A particle P of mass 2kg is attached to one end of a light rod of length 0.5m which is free to rotate in a vertical plane about its other end.The particle describes complete circles, Given that the tension at the bottom is 5times the tension at the highest point, find spped of P ar lowest point
To find the speed of particle P at the lowest point, we can use the principles of circular motion.
1. First, let's consider the forces acting on the particle at the highest point and at the lowest point of the circular motion.
At the highest point:
- The tension (T1) in the rod acts downward.
- The weight of the particle (mg) acts downward.
- The net force acting on the particle is the tension minus the weight, resulting in the centripetal force required for circular motion.
At the lowest point:
- The tension (T2) in the rod acts upward.
- The weight of the particle (mg) acts downward.
- The net force acting on the particle is the tension plus the weight, again resulting in the centripetal force required for circular motion.
2. We can write the equations for the net force acting on the particle at both the highest and lowest points:
At the highest point:
T1 - mg = (mv^2) / r
(Tension in the rod minus the weight equals the centripetal force)
At the lowest point:
T2 + mg = (mv^2) / r
(Tension in the rod plus the weight equals the centripetal force)
3. Given that the tension at the highest point (T1) is 1/5th of the tension at the lowest point (T2), we can write:
T1 = (1/5)T2
4. Now, let's substitute the value of T1 in the equation for the highest point:
(1/5)T2 - mg = (mv^2) / r
5. Substituting the value of T2 from equation 4 into equation 5:
(1/5)(mv^2) / r - mg = (mv^2) / r
6. Simplifying equation 6:
(1/5)v^2 - g = v^2
7. Rearranging equation 6 to solve for v (speed of particle P at the lowest point):
v^2 - (1/5)v^2 = g
(4/5)v^2 = g
v^2 = (5/4)g
v = √((5/4)g)
8. Plugging in the value of g (acceleration due to gravity, approximately 9.8 m/s^2):
v = √((5/4)(9.8))
v = √(12.25)
v = 3.5 m/s
Therefore, the speed of particle P at the lowest point is 3.5 m/s.
To find the speed of particle P at the lowest point, we need to analyze the forces acting on the particle at that position.
At the lowest point, the tension in the rod will be at its maximum value. Let's denote this tension as T_max.
Let's break down the forces acting on the particle at the lowest point:
1. Gravitational force (mg): This force acts vertically downward and has a magnitude equal to the product of the mass of the particle (m) and the acceleration due to gravity (g). So, the gravitational force is given by mg = 2 kg * 9.8 m/s^2 = 19.6 N.
2. Tension in the rod (T_max): This force acts radially inward, towards the center of the circular path described by the particle P. Given that the tension at the bottom is 5 times the tension at the highest point, we can write T_max = 5 * T_highest.
At the highest point, the only forces acting on the particle are the gravitational force and tension in the rod. These forces can be broken down into their vertical and horizontal components. The vertical component of the tension balances the gravitational force, and the horizontal component provides the necessary centripetal force for circular motion.
At the lowest point, the horizontal component of the tension does not contribute to the motion because it acts perpendicular to the direction of motion. Hence, the only force acting on the particle in the direction of motion is the gravitational force. Therefore, the speed of the particle at the lowest point remains the same as at the highest point.
So, to find the speed of particle P at the lowest point, we need to determine the speed at the highest point.

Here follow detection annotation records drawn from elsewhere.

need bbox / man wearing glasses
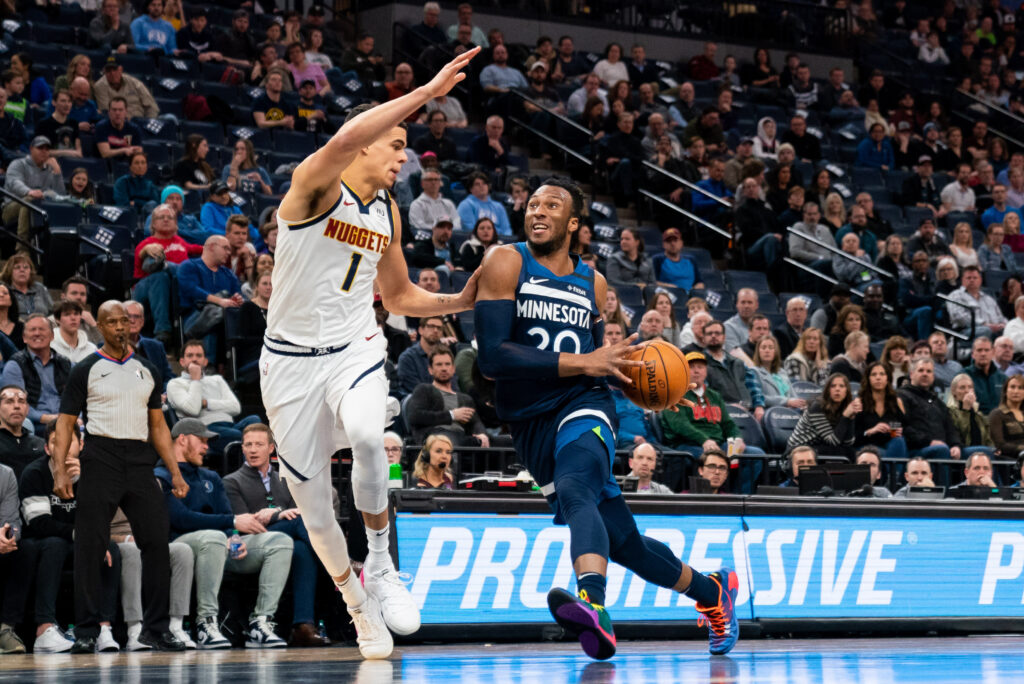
[653,228,703,292]
[224,423,330,647]
[409,169,462,232]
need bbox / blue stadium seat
[181,121,226,145]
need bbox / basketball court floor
[0,636,1024,684]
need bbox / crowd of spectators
[0,0,1024,652]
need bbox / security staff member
[53,301,188,653]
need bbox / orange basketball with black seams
[623,340,690,411]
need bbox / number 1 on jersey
[341,252,362,292]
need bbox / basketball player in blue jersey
[260,48,479,658]
[474,178,739,659]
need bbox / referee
[53,301,188,653]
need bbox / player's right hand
[424,45,480,97]
[583,333,643,385]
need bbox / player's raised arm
[473,247,642,383]
[377,200,479,318]
[292,47,480,194]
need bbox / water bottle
[387,463,401,489]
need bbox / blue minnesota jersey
[496,243,607,421]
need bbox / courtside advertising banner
[396,513,1024,625]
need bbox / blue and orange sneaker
[696,567,739,655]
[548,589,615,660]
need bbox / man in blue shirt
[459,172,512,236]
[653,227,703,292]
[0,313,71,430]
[175,236,243,361]
[131,0,178,54]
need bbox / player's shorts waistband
[263,336,348,356]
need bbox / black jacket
[406,383,483,444]
[897,385,961,450]
[9,349,71,407]
[224,464,295,524]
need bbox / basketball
[623,340,690,411]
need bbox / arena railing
[637,187,732,240]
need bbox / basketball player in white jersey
[260,48,479,658]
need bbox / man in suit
[406,346,490,446]
[224,423,330,647]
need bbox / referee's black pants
[75,435,171,637]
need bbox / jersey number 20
[526,327,582,354]
[341,252,362,292]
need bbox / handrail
[509,116,594,167]
[643,160,732,208]
[638,187,732,240]
[785,225,893,276]
[509,88,594,139]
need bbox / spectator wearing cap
[295,79,327,132]
[409,216,459,272]
[900,155,946,218]
[3,135,65,245]
[409,166,462,231]
[50,301,96,365]
[154,418,293,649]
[176,5,224,61]
[857,124,896,171]
[413,110,458,162]
[95,95,142,159]
[940,162,976,213]
[131,0,178,54]
[219,9,259,69]
[93,58,158,119]
[904,216,951,266]
[200,180,238,236]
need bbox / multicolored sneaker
[692,567,739,655]
[548,589,615,660]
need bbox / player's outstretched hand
[456,268,480,311]
[425,46,480,97]
[583,333,643,385]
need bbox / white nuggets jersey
[266,182,394,347]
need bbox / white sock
[128,622,142,639]
[362,525,392,574]
[334,569,367,608]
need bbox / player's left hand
[456,268,480,311]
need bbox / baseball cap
[686,351,708,364]
[171,418,217,439]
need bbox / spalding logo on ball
[623,340,690,411]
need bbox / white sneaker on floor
[196,615,231,650]
[359,567,420,636]
[246,615,288,648]
[96,625,121,653]
[32,625,75,653]
[168,627,196,650]
[348,594,394,660]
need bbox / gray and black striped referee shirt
[60,351,162,441]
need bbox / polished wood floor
[0,636,1024,684]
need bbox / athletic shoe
[359,567,420,636]
[348,594,394,660]
[696,567,739,655]
[196,615,231,650]
[32,625,75,653]
[548,588,615,660]
[168,627,196,651]
[246,615,288,648]
[0,625,25,655]
[96,625,121,653]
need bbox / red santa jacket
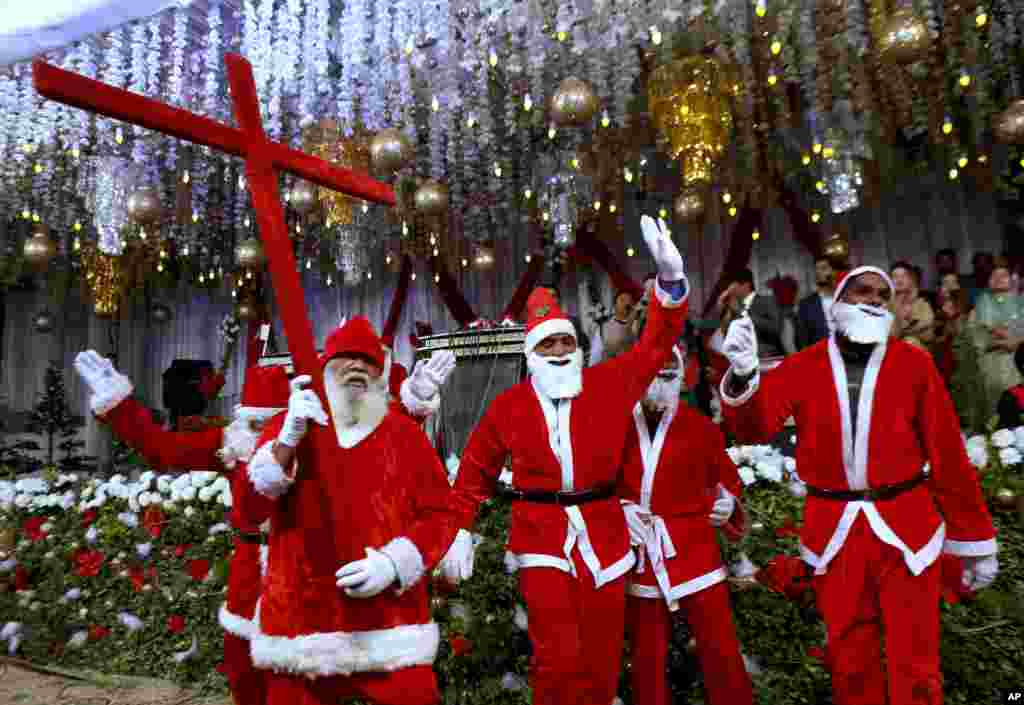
[722,338,996,575]
[240,410,455,686]
[618,403,746,610]
[452,278,687,586]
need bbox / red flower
[142,506,166,539]
[22,516,46,541]
[14,566,30,592]
[73,548,106,578]
[450,634,473,656]
[167,615,185,634]
[188,558,210,581]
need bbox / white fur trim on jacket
[522,319,579,355]
[398,378,441,418]
[250,606,440,678]
[380,536,427,594]
[942,539,998,557]
[89,372,135,416]
[248,441,295,499]
[218,603,257,640]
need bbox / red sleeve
[101,398,223,471]
[916,360,995,555]
[721,356,798,444]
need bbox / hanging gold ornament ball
[128,188,163,225]
[370,127,413,175]
[992,487,1017,509]
[674,189,705,222]
[288,181,316,215]
[23,227,57,269]
[992,98,1024,144]
[551,77,599,127]
[150,303,171,323]
[234,238,266,269]
[879,9,932,64]
[32,310,53,333]
[415,179,447,215]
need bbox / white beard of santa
[831,301,893,345]
[324,360,388,448]
[526,347,583,399]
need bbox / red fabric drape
[498,257,544,322]
[381,254,413,347]
[702,205,764,317]
[431,257,477,326]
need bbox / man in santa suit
[243,317,455,705]
[75,350,290,705]
[618,346,753,705]
[721,266,998,705]
[452,216,687,705]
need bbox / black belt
[499,485,615,506]
[807,472,928,502]
[234,531,266,545]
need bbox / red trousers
[626,582,754,705]
[266,666,440,705]
[519,561,626,705]
[814,515,942,705]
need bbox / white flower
[118,612,142,631]
[967,446,988,468]
[992,428,1017,448]
[999,446,1024,466]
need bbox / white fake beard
[643,374,683,412]
[526,347,583,399]
[324,372,388,448]
[831,301,893,345]
[217,418,260,470]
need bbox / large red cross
[32,53,394,398]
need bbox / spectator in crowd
[797,255,836,349]
[998,343,1024,428]
[971,257,1024,422]
[890,261,935,349]
[961,252,995,308]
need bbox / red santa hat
[523,287,577,355]
[321,316,387,369]
[234,365,291,419]
[833,265,896,301]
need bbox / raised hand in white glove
[722,316,758,377]
[640,215,686,282]
[278,375,328,448]
[708,491,736,528]
[409,350,455,400]
[623,501,650,546]
[438,529,476,585]
[962,553,999,590]
[75,350,134,416]
[334,547,398,597]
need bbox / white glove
[963,553,999,590]
[278,375,327,448]
[722,316,758,377]
[334,547,398,597]
[708,491,736,528]
[75,350,134,416]
[438,529,476,585]
[409,350,455,400]
[623,502,650,546]
[640,215,686,282]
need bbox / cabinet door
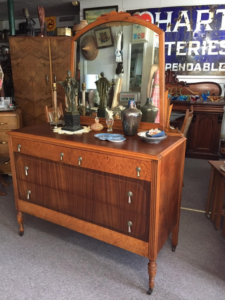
[49,37,71,108]
[9,37,52,126]
[188,113,221,157]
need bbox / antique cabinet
[173,101,225,159]
[9,36,71,126]
[8,12,186,294]
[0,108,22,174]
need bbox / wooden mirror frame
[71,11,168,130]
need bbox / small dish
[146,130,165,137]
[208,96,223,102]
[94,133,123,141]
[138,131,167,144]
[107,136,126,143]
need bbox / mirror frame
[71,11,168,131]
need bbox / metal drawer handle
[127,221,133,233]
[60,153,64,160]
[127,192,133,204]
[136,167,141,177]
[78,156,83,166]
[24,166,29,176]
[27,190,31,200]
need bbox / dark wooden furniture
[172,101,225,160]
[165,70,222,96]
[206,161,225,234]
[9,36,71,126]
[0,108,22,174]
[8,123,186,293]
[0,156,10,196]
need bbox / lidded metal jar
[121,100,142,135]
[141,98,159,123]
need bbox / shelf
[0,39,9,44]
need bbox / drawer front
[15,153,150,215]
[0,128,9,155]
[13,138,151,181]
[18,180,93,221]
[18,180,148,241]
[0,162,11,174]
[0,115,19,130]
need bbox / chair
[0,156,10,196]
[180,105,193,137]
[45,103,64,123]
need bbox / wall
[80,0,225,95]
[80,0,224,19]
[0,16,79,30]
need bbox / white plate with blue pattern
[95,133,124,141]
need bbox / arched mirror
[71,12,167,129]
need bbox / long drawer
[15,153,150,215]
[10,138,151,181]
[0,114,19,130]
[18,180,149,241]
[0,128,9,155]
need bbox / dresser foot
[172,245,177,252]
[147,260,157,295]
[17,211,24,236]
[147,289,153,295]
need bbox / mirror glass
[75,22,160,123]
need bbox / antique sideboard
[8,124,186,294]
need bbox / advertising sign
[127,5,225,75]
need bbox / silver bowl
[137,131,167,144]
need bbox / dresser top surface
[8,123,186,159]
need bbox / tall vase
[141,98,159,123]
[121,100,142,135]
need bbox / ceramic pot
[121,100,142,135]
[141,98,159,123]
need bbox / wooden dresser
[0,108,22,174]
[8,124,186,289]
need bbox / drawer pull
[127,192,133,204]
[127,221,133,233]
[78,156,83,166]
[136,167,141,177]
[24,166,29,176]
[27,191,31,200]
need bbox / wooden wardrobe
[9,36,71,126]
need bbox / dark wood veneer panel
[15,153,150,215]
[18,180,148,241]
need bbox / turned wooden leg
[205,167,215,218]
[17,211,24,236]
[147,260,157,295]
[0,175,9,186]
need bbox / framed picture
[95,27,113,49]
[135,75,141,86]
[132,24,149,43]
[83,5,118,24]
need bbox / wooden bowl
[208,96,223,102]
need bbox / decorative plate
[107,136,126,143]
[138,131,167,144]
[95,133,123,141]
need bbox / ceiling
[0,0,80,21]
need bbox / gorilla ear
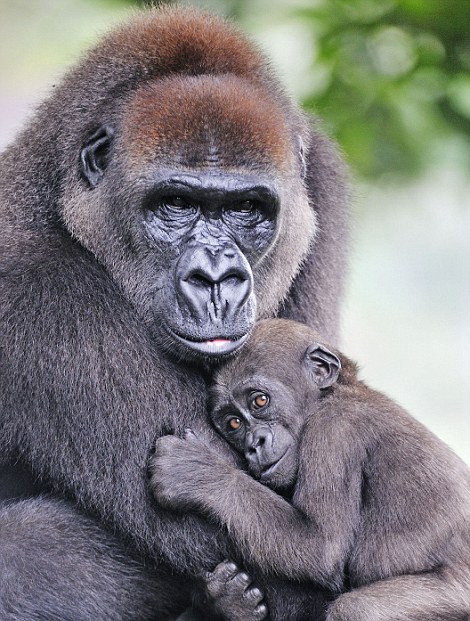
[80,125,114,188]
[305,343,341,389]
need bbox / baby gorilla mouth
[260,449,289,481]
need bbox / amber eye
[251,392,269,410]
[227,416,243,431]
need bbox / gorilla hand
[149,430,241,509]
[206,561,268,621]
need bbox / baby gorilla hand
[206,561,268,621]
[149,430,234,509]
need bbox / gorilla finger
[206,561,239,597]
[230,571,252,590]
[243,587,264,604]
[253,604,268,621]
[183,427,200,442]
[211,560,240,582]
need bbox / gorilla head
[51,11,315,358]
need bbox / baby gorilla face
[209,319,341,490]
[211,377,300,490]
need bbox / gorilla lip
[171,330,248,356]
[260,449,289,481]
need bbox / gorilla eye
[234,201,256,213]
[227,416,243,431]
[251,392,269,410]
[162,196,191,209]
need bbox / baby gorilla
[153,320,470,621]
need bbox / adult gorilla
[0,9,345,621]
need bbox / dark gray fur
[153,320,470,621]
[0,10,347,621]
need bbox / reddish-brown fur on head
[123,75,293,171]
[101,7,265,85]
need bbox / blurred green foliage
[131,0,470,178]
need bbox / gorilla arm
[279,127,349,343]
[151,425,362,589]
[0,236,231,572]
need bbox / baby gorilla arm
[151,432,356,588]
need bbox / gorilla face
[71,76,313,358]
[141,172,278,356]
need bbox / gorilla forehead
[123,75,294,171]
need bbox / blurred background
[0,0,470,464]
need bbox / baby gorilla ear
[305,343,341,389]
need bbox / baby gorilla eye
[251,392,269,410]
[227,416,243,431]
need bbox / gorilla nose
[245,425,273,458]
[177,245,253,323]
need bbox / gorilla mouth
[260,449,289,481]
[169,328,248,358]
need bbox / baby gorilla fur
[152,320,470,621]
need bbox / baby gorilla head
[210,320,341,490]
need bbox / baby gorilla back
[154,320,470,621]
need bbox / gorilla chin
[172,332,248,362]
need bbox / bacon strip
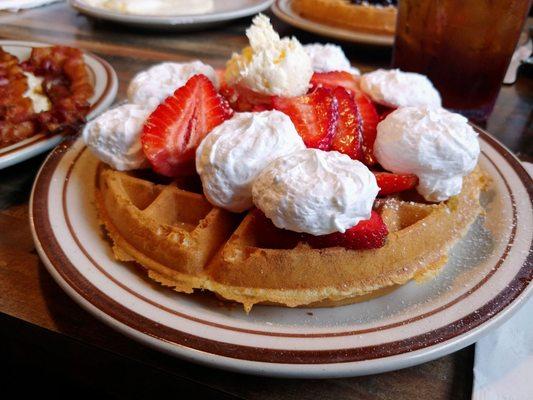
[0,46,93,147]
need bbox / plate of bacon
[0,40,118,169]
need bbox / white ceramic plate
[69,0,273,30]
[272,0,394,46]
[0,40,118,169]
[30,132,533,378]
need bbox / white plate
[69,0,273,30]
[272,0,394,46]
[0,40,118,169]
[30,132,533,378]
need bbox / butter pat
[225,14,313,97]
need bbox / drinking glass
[392,0,531,122]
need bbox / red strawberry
[331,86,363,160]
[374,172,418,196]
[273,88,339,150]
[311,71,379,165]
[141,74,233,176]
[311,71,359,91]
[307,211,389,250]
[354,91,379,165]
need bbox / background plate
[272,0,394,46]
[30,132,533,377]
[0,40,118,169]
[69,0,273,30]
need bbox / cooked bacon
[0,49,35,147]
[24,46,93,133]
[0,46,93,147]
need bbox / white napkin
[0,0,61,11]
[472,162,533,400]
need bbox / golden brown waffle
[96,164,485,311]
[291,0,397,35]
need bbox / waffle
[291,0,397,35]
[96,164,486,311]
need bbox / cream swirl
[304,43,360,75]
[128,60,218,109]
[225,14,313,97]
[83,104,150,171]
[374,107,480,201]
[360,69,441,107]
[252,149,379,235]
[196,111,305,212]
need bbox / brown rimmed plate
[30,131,533,378]
[0,40,118,169]
[272,0,394,46]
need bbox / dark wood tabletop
[0,3,533,400]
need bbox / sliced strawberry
[141,74,233,176]
[273,88,339,150]
[311,71,380,165]
[307,211,389,250]
[374,172,418,196]
[331,86,363,160]
[354,91,379,165]
[220,85,274,112]
[311,71,359,91]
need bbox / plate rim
[0,39,118,170]
[68,0,274,28]
[30,131,533,377]
[271,0,394,47]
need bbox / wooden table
[0,3,533,400]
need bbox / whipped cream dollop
[128,60,218,109]
[83,104,150,171]
[225,14,313,97]
[24,72,52,113]
[252,149,379,235]
[360,69,441,107]
[196,110,305,212]
[304,43,360,75]
[85,0,214,16]
[374,107,480,201]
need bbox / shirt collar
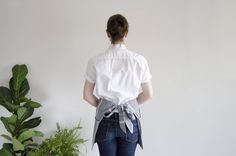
[109,43,127,49]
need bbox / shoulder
[129,50,147,65]
[88,53,105,65]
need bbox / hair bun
[107,14,129,43]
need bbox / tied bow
[104,103,135,133]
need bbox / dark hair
[107,14,129,44]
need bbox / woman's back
[86,44,151,104]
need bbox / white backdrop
[0,0,236,156]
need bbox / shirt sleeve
[84,58,96,83]
[141,57,152,83]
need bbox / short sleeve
[84,58,96,83]
[141,57,152,83]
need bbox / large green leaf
[17,107,34,122]
[0,117,15,134]
[0,134,11,141]
[0,87,12,104]
[20,117,41,129]
[18,130,43,142]
[0,148,13,156]
[9,77,30,100]
[2,143,13,153]
[6,114,17,125]
[0,87,18,112]
[12,64,28,91]
[19,79,30,97]
[12,138,24,151]
[24,100,42,108]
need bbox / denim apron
[92,98,143,148]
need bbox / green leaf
[12,138,24,151]
[17,107,34,122]
[17,107,27,120]
[18,130,43,142]
[19,79,30,97]
[6,114,17,125]
[0,87,12,104]
[0,117,15,134]
[0,134,11,141]
[0,87,18,112]
[12,64,28,91]
[0,148,13,156]
[2,143,13,153]
[20,117,41,129]
[24,100,42,108]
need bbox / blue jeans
[95,113,139,156]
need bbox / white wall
[0,0,236,156]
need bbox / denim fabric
[92,98,143,148]
[95,113,139,156]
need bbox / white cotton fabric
[85,43,152,104]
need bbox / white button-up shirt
[85,43,152,104]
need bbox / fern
[29,123,87,156]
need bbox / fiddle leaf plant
[0,64,43,156]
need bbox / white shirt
[85,43,152,104]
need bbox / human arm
[137,80,153,104]
[83,80,99,107]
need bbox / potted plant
[29,123,87,156]
[0,64,43,156]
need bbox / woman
[83,14,152,156]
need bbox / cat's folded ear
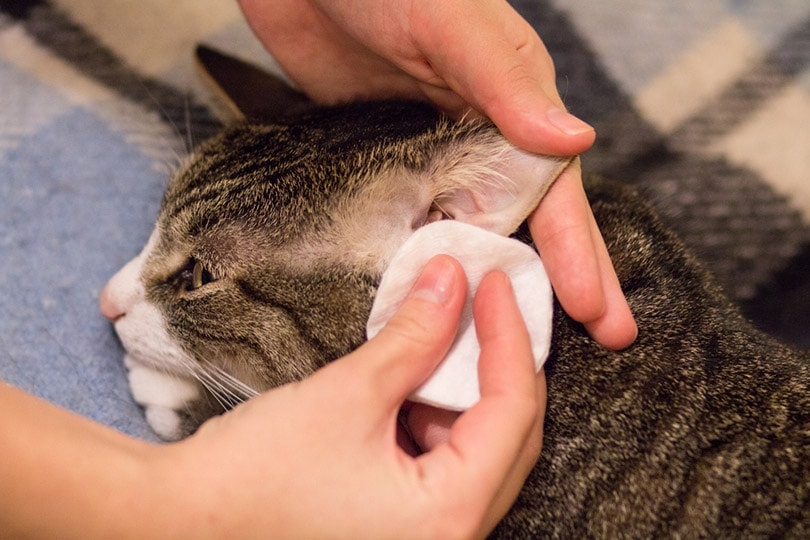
[195,45,312,121]
[434,146,573,236]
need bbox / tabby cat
[98,51,810,538]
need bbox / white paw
[125,355,201,441]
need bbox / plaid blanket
[0,0,810,439]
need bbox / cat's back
[496,176,810,537]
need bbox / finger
[419,272,540,522]
[529,160,638,350]
[484,370,546,531]
[340,255,467,410]
[584,209,638,351]
[529,160,605,322]
[405,2,595,155]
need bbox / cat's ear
[195,45,312,121]
[434,145,574,236]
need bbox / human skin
[0,256,545,538]
[239,0,638,349]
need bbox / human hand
[152,256,545,538]
[239,0,637,349]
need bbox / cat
[102,49,810,538]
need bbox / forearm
[0,382,167,538]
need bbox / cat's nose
[99,256,143,322]
[99,280,127,322]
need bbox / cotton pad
[366,220,553,411]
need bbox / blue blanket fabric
[0,0,810,439]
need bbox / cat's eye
[191,261,205,289]
[178,259,214,292]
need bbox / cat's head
[101,49,569,438]
[102,98,566,396]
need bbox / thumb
[344,255,467,408]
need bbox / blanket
[0,0,810,440]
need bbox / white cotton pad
[366,220,553,411]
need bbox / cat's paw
[125,358,201,441]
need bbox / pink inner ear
[434,147,573,236]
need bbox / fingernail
[546,108,593,135]
[410,257,457,304]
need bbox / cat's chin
[124,354,201,441]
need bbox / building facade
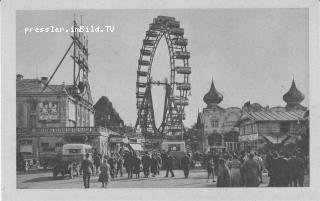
[16,75,113,161]
[236,80,307,152]
[197,81,241,152]
[195,80,307,152]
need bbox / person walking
[293,153,306,187]
[80,154,93,188]
[123,151,132,179]
[288,153,305,187]
[181,153,190,178]
[93,152,101,175]
[205,152,215,182]
[230,155,242,187]
[141,152,151,177]
[150,154,159,177]
[166,155,174,177]
[243,153,260,187]
[156,153,162,175]
[108,153,115,179]
[255,153,264,183]
[116,156,123,177]
[273,152,288,187]
[98,159,110,188]
[217,158,231,187]
[133,155,141,179]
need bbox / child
[99,159,110,188]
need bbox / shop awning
[129,144,143,151]
[263,134,289,144]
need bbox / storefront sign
[39,101,59,121]
[239,134,258,142]
[110,138,124,143]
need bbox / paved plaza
[17,169,309,189]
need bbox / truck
[52,144,92,179]
[161,141,186,168]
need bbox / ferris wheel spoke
[135,16,191,140]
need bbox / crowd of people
[203,150,308,187]
[81,150,308,188]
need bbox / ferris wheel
[135,16,191,138]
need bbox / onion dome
[283,79,304,105]
[203,81,223,105]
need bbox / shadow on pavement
[23,176,67,183]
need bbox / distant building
[236,80,307,151]
[194,80,307,151]
[197,81,241,152]
[16,74,112,163]
[93,96,124,152]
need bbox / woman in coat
[217,159,231,187]
[133,155,141,178]
[150,154,159,177]
[98,159,110,188]
[230,155,242,187]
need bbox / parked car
[52,144,92,179]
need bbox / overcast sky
[16,9,309,126]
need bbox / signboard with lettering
[69,101,76,121]
[239,134,258,141]
[39,101,59,121]
[110,137,128,143]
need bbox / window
[68,149,81,154]
[56,143,63,147]
[41,143,49,147]
[86,149,92,154]
[43,147,55,152]
[29,115,36,128]
[20,140,32,145]
[30,100,37,112]
[211,119,219,128]
[280,122,290,133]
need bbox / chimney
[41,77,48,84]
[40,77,48,89]
[16,74,23,81]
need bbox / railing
[17,127,118,135]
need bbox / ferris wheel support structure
[135,16,191,139]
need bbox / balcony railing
[17,127,119,135]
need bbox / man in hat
[80,154,93,188]
[243,152,260,187]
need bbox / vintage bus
[161,141,186,168]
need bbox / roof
[283,80,304,104]
[16,79,71,93]
[203,80,223,104]
[240,111,304,122]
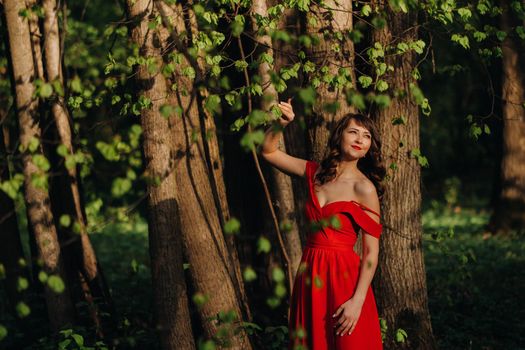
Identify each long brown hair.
[315,113,386,198]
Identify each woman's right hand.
[278,98,295,127]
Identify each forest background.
[0,0,525,349]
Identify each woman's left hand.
[332,298,363,336]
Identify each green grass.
[423,206,525,350]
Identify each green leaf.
[451,34,470,49]
[458,7,472,21]
[234,60,248,72]
[242,266,257,282]
[60,214,71,227]
[230,15,245,38]
[33,154,51,171]
[38,271,48,284]
[496,30,507,41]
[71,333,84,348]
[361,4,372,17]
[241,130,264,151]
[347,92,366,111]
[469,124,482,140]
[395,328,408,343]
[16,301,31,318]
[374,94,390,108]
[516,26,525,40]
[257,236,272,253]
[47,275,66,294]
[376,80,388,92]
[272,267,286,283]
[111,177,132,197]
[224,218,241,235]
[357,75,373,88]
[16,277,29,292]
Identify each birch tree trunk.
[127,0,195,349]
[41,0,114,327]
[4,0,74,331]
[489,0,525,234]
[306,0,355,161]
[373,2,436,349]
[251,0,302,280]
[151,2,251,349]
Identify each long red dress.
[289,161,383,350]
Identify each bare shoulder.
[354,176,380,219]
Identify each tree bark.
[0,110,29,314]
[151,3,251,349]
[489,0,525,234]
[127,0,195,349]
[4,0,74,331]
[306,0,355,161]
[41,0,114,327]
[251,0,302,280]
[373,2,436,349]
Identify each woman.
[262,100,385,350]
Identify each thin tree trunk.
[41,0,113,328]
[127,0,195,349]
[489,0,525,234]
[4,0,74,331]
[251,0,302,280]
[306,0,355,161]
[373,3,435,349]
[0,111,29,314]
[152,4,251,349]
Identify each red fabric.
[289,161,383,350]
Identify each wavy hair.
[315,113,386,198]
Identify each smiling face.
[341,118,372,159]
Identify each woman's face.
[341,119,372,159]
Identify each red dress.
[289,161,383,350]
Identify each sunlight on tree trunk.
[127,0,195,350]
[373,2,435,349]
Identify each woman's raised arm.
[261,99,306,176]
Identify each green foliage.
[394,328,408,343]
[257,236,272,254]
[16,301,31,318]
[47,275,66,294]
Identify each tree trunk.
[151,4,251,349]
[252,0,302,280]
[306,0,355,161]
[489,0,525,234]
[0,113,29,314]
[373,3,435,349]
[127,0,195,349]
[41,0,114,327]
[4,0,74,331]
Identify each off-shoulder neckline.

The tension at the highest point (T_highest) can be found using the centripetal force equation:
T_highest - mg = (mv^2) / r
where v is the speed of the particle and r is the radius of the circular path, which is equal to the length of the rod (0.5m). Rearranging the equation, we get:
T_highest = (mv^2) / r + mg
Since the tension at the bottom is 5 times T_highest, we can write:
T_max = 5 * ((mv^2) / r + mg)
To solve for v, we need to substitute this expression for T_max into the equation for centripetal force:
T_max - mg = (mv^2) / r
Making the substitution, we have:
5 * ((mv^2) / r + mg) - mg = (mv^2) / r
Simplifying the equation, we get:
5mv^2 + 5mgr - 5mg = mv^2
Rearranging, we have:
4mv^2 = 5mgr
Dividing by 4m, we get:
v^2 = (5gr) / 4
Finally, taking the square root of both sides gives us:
v = √((5gr) / 4)
Substituting the values of g (acceleration due to gravity) and r (length of the rod), we find:
v = √((5 * 9.8 m/s^2 * 0.5 m) / 4)
v = √(24.5 m^2/s^2)
v ≈ 4.95 m/s
Therefore, the speed of particle P at the lowest point is approximately 4.95 m/s.